Posted on : Wednesday March 2, 2011

By Adrien Ngudiankama, pastor of Salem Gospel Ministries and Sharon Mager, BCM/D Correspondent

BALTIMORE, Md.—Adrien Ngudiankama, pastor of Salem Gospel Ministries, with campuses in Baltimore and Silver Spring, headed home for the holidays—to the Democratic Republic of Congo to visit his family and to minister. Ngudiankama felt God leading him to train Christians of Mbunga to be village evangelists.  Mbunga Village is where Ngudiankama’s father and family come from.  It is an agglomeration of three villages: Nkelo, Ngunda and Bangu.  It is found in the province of Bas-Congo (Lower-Congo) not far from Angola. The Gospel of Christ is quasi-unknown in Mbunga.  People are born, grow up and die without having heard the Gospel of Christ.  Fetish and other traditional religious systems regulate people’s daily life in Mbunga.  This is one of the reasons for their social deprivation.  People of Mbunga are eager to hear the Gospel.
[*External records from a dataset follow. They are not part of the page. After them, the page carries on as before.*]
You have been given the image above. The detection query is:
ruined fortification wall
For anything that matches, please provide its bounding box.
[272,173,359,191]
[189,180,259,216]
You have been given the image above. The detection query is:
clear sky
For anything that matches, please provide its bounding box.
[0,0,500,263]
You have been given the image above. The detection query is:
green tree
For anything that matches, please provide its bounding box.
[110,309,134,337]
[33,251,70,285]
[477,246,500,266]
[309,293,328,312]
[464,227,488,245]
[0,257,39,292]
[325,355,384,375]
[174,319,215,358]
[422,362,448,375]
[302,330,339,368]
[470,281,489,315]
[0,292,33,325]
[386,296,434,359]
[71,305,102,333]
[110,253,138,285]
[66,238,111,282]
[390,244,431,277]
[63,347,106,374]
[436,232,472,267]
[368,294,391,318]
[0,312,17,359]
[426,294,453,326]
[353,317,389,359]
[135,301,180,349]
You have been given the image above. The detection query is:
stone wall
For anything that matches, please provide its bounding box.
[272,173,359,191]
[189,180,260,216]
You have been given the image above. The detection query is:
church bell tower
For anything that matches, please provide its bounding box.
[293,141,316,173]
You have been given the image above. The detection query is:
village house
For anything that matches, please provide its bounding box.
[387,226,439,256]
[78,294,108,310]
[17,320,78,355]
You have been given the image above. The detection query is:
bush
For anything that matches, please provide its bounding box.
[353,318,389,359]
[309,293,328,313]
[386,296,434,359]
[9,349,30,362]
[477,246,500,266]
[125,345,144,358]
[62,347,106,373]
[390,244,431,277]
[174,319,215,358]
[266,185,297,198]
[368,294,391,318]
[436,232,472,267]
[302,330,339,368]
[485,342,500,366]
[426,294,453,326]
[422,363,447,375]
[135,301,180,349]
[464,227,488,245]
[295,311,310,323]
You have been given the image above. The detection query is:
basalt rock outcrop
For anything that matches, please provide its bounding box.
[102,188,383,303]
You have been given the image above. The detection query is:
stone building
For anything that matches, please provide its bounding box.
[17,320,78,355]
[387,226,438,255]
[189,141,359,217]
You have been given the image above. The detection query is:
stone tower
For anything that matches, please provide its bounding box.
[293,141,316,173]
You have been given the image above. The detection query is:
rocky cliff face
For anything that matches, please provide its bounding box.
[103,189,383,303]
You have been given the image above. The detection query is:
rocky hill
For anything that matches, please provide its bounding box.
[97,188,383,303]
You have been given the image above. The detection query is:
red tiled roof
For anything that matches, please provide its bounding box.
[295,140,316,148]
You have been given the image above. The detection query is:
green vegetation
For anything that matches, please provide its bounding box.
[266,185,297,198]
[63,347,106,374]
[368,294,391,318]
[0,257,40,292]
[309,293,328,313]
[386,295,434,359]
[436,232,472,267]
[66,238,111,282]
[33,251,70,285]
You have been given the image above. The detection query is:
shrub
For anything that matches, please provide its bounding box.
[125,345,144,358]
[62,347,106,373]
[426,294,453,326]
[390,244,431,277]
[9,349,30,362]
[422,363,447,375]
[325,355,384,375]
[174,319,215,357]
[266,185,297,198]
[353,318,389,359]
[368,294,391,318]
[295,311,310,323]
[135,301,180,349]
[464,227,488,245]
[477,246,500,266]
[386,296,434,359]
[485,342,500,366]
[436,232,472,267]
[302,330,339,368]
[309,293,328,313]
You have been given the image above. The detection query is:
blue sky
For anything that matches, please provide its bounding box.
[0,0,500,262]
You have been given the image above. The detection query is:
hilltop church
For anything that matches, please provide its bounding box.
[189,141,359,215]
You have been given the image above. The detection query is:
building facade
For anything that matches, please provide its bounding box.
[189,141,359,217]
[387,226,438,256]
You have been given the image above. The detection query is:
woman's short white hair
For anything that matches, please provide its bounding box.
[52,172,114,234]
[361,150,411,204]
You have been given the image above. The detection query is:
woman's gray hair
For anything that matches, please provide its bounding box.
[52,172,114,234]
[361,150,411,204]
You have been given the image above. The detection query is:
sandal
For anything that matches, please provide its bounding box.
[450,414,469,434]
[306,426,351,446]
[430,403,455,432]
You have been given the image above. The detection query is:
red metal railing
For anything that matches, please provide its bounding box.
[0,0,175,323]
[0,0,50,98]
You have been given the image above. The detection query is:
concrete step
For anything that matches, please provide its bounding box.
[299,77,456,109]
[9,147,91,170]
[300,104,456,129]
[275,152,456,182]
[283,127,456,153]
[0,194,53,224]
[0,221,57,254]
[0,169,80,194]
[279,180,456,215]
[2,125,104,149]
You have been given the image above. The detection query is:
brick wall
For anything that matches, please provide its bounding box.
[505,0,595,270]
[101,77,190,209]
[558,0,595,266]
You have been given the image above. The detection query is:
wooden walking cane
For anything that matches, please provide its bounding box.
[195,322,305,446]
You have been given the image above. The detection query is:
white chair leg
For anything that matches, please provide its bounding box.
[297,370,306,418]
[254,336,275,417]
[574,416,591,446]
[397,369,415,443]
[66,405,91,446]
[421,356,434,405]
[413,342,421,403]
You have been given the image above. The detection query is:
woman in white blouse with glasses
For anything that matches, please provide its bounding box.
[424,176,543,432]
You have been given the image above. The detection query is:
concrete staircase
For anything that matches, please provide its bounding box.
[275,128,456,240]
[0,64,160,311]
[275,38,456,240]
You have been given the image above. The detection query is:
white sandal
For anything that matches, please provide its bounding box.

He explained that the roads are not good and some people travelled eight hours on foot to hear Ngudiankama and to receive training in Kinshasa, the capital city of the Democratic Republic of Congo. One of his uncles, a member of one of the independent African churches for more than 40 years, gave his life to Christ last January as Ngudiankama ministered to him.

Ngudiankama and Salem Church are collecting clothing and shoes, as well as large items such as bicycles and even used cars to send to the newly trained evangelists. Salem Church will rent a storage facility and facilitate transportation of the donated supplies. Ngudiankama and his mentor James Dixon, pastor of El Bethel Church in Fort Washington, Md., and BCM/D’s missionary for African American church development and planting, plans to travel back to Democratic Republic of Congo sometimes this year to train urban church planters and village/rural evangelists.